The data were downloaded from The NCI Genomics and Bioinformatics Group Datasets resource
http://discover.nci.nih.gov/datasetsNature2000.jsp. The updated version of this dataset
(updated 12/19/01) was retrieved. Data were provided as log ratio values.
In this study, rows (genes) with greater than 15 and were removed from analysis, reducing the dataset to 5643 spot values per cell line. Remaining missing values were imputed using a K nearest neighbour method, with 16 neighbours and a Euclidean distance metric (Troyanskaya et al., 2001). The dataset \$Ross contains a subset of the 144 genes of the 1375 genes set described by Scherf et al., 2000. This datasets is available for download from http://bioinf.ucd.ie/people/aedin/R/.
In order to reduce the size of the example datasets, the Unigene ID's for each of the 1375 IMAGE ID's for these genes were obtained using SOURCE http://source.stanford.edu. These were compared with the Unigene ID's of the 1517 gene subset of the \$Affy dataset. 144 genes were common between the two datasets and these are contained in \$Ross.

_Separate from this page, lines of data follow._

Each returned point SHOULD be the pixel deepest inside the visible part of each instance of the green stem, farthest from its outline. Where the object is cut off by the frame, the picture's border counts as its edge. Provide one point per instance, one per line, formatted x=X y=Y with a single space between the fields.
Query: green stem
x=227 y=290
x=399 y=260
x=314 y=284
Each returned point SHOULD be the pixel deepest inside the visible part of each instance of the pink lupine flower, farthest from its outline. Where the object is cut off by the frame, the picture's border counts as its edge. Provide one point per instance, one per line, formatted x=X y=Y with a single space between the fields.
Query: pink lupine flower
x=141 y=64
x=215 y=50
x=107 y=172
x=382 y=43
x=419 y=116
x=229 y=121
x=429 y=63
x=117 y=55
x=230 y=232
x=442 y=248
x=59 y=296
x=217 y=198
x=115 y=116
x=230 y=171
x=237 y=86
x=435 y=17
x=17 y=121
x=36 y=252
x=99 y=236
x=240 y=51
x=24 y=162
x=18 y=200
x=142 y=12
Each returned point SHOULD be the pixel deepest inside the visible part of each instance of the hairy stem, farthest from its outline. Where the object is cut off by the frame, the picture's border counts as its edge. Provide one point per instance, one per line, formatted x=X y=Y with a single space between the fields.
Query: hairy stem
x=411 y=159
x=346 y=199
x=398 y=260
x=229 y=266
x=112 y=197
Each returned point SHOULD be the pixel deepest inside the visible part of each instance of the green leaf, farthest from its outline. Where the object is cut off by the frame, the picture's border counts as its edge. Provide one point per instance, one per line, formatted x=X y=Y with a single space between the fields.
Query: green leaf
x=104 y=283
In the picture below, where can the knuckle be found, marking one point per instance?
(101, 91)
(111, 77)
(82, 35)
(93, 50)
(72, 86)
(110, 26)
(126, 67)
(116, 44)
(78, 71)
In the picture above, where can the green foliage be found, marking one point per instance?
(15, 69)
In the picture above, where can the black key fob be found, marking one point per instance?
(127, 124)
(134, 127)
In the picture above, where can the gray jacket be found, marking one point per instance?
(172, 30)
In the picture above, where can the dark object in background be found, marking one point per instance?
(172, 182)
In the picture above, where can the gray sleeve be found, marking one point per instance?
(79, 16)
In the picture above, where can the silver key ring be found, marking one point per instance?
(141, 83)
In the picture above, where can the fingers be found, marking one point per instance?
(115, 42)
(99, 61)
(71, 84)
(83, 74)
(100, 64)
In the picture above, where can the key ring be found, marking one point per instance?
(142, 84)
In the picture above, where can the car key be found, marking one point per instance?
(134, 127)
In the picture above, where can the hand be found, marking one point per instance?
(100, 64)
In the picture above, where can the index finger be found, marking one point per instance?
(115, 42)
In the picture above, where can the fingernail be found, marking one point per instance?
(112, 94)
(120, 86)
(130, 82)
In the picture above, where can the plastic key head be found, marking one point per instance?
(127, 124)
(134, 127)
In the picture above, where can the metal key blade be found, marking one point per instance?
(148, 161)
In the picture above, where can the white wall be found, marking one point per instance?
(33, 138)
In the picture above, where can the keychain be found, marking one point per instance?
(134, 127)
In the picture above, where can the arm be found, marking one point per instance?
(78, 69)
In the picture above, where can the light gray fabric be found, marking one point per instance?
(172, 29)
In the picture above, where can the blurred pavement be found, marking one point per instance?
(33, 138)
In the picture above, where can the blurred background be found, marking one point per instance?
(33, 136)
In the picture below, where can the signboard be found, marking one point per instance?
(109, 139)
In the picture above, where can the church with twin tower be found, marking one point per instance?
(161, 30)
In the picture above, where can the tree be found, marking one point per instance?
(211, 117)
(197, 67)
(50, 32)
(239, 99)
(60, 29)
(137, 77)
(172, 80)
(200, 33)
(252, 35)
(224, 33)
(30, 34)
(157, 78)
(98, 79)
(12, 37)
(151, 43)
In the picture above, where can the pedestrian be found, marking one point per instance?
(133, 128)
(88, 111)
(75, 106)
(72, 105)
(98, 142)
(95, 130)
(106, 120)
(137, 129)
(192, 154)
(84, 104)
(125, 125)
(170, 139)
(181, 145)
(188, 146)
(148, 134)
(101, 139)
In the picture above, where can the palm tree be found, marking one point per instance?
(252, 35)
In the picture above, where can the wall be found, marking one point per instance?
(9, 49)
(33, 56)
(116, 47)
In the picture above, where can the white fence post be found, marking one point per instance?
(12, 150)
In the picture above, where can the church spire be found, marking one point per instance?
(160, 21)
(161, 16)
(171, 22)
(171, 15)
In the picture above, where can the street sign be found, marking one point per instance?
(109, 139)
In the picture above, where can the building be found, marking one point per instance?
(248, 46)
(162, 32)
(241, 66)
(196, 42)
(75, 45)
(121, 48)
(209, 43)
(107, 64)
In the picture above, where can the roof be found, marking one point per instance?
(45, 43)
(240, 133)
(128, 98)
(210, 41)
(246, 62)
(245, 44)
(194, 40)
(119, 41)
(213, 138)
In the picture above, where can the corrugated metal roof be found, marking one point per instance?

The Affy data were derived using high density Hu6800 Affymetrix microarrays containing 7129 probe sets (Staunton et al., 2001). The dataset was downloaded from the Whitehead Institute Cancer Genomics supplemental data to the paper from Staunton et al., http://www-genome.wi.mit.edu/mpr/NCI60/, where the data were provided as average difference (perfect match-mismatch) values. As described by Staunton et al., an expression value of 100 units was assigned to all average difference values less than 100. Genes whose expression was invariant across all 60 cell lines were not considered, reducing the dataset to 4515 probe sets. This dataset NCI60\$Affy of 1517 probe set, contains genes in which the minimum change in gene expression across all 60 cell lines was greater than 500 average difference units. Data were logged (base 2) and median centred. This datasets is available for download from http://bioinf.ucd.ie/people/aedin/R/.
In order to reduce the size of the example datasets, the Unigene ID's for each of the 1517 Affymetrix ID of these genes were obtained using the function
aafUniGene in the
annaffy Bioconductor package. These 1517 Unigene IDs were compared with the Unigene ID's of the 1375 gene subset of the \$Ross dataset. 144 genes were common between the two datasets and these are contained in \$Affy.
These pre-processed datasets were available as a supplement to the paper:
Culhane AC, Perriere G, Higgins DG. Cross-platform comparison and visualisation of gene expression data using co-inertia analysis. BMC Bioinformatics. 2003 Nov 21;4(1):59. http://www.biomedcentral.com/1471-2105/4/59
Culhane AC, Perriere G, Higgins DG. Cross-platform comparison and visualisation of gene expression data using co-inertia analysis. BMC Bioinformatics. 2003 Nov 21;4(1):59.
Ross DT, Scherf U, Eisen MB, Perou CM, Rees C, Spellman P, Iyer V, Jeffrey SS, Van de Rijn M, Waltham M, Pergamenschikov A, Lee JC, Lashkari D, Shalon D, Myers TG, Weinstein JN, Botstein D, Brown PO: Systematic variation in gene expression patterns in human cancer cell lines. Nat Genet 2000, 24:227-235
Scherf U, Ross DT, Waltham M, Smith LH, Lee JK, Tanabe L, Kohn KW, Reinhold WC, Myers TG, Andrews DT, Scudiero DA, Eisen MB, Sausville EA, Pommier Y, Botstein D, Brown PO, Weinstein JN: A gene expression database for the molecular pharmacology of cancer.Nat Genet 2000, 24:236-244.
Staunton JE, Slonim DK, Coller HA, Tamayo P, Angelo MJ, Park J, Scherf U, Lee JK, Reinhold WO, Weinstein JN, Mesirov JP, Lander ES, Golub TR: Chemosensitivity prediction by transcriptional profiling. Proc Natl Acad Sci U S A 2001, 98:10787-10792.
Troyanskaya O, Cantor M, Sherlock G, Brown P, Hastie T, Tibshirani R, Botstein D, Altman RB: Missing value estimation methods for DNA microarrays. Bioinformatics 2001, 17:520-525.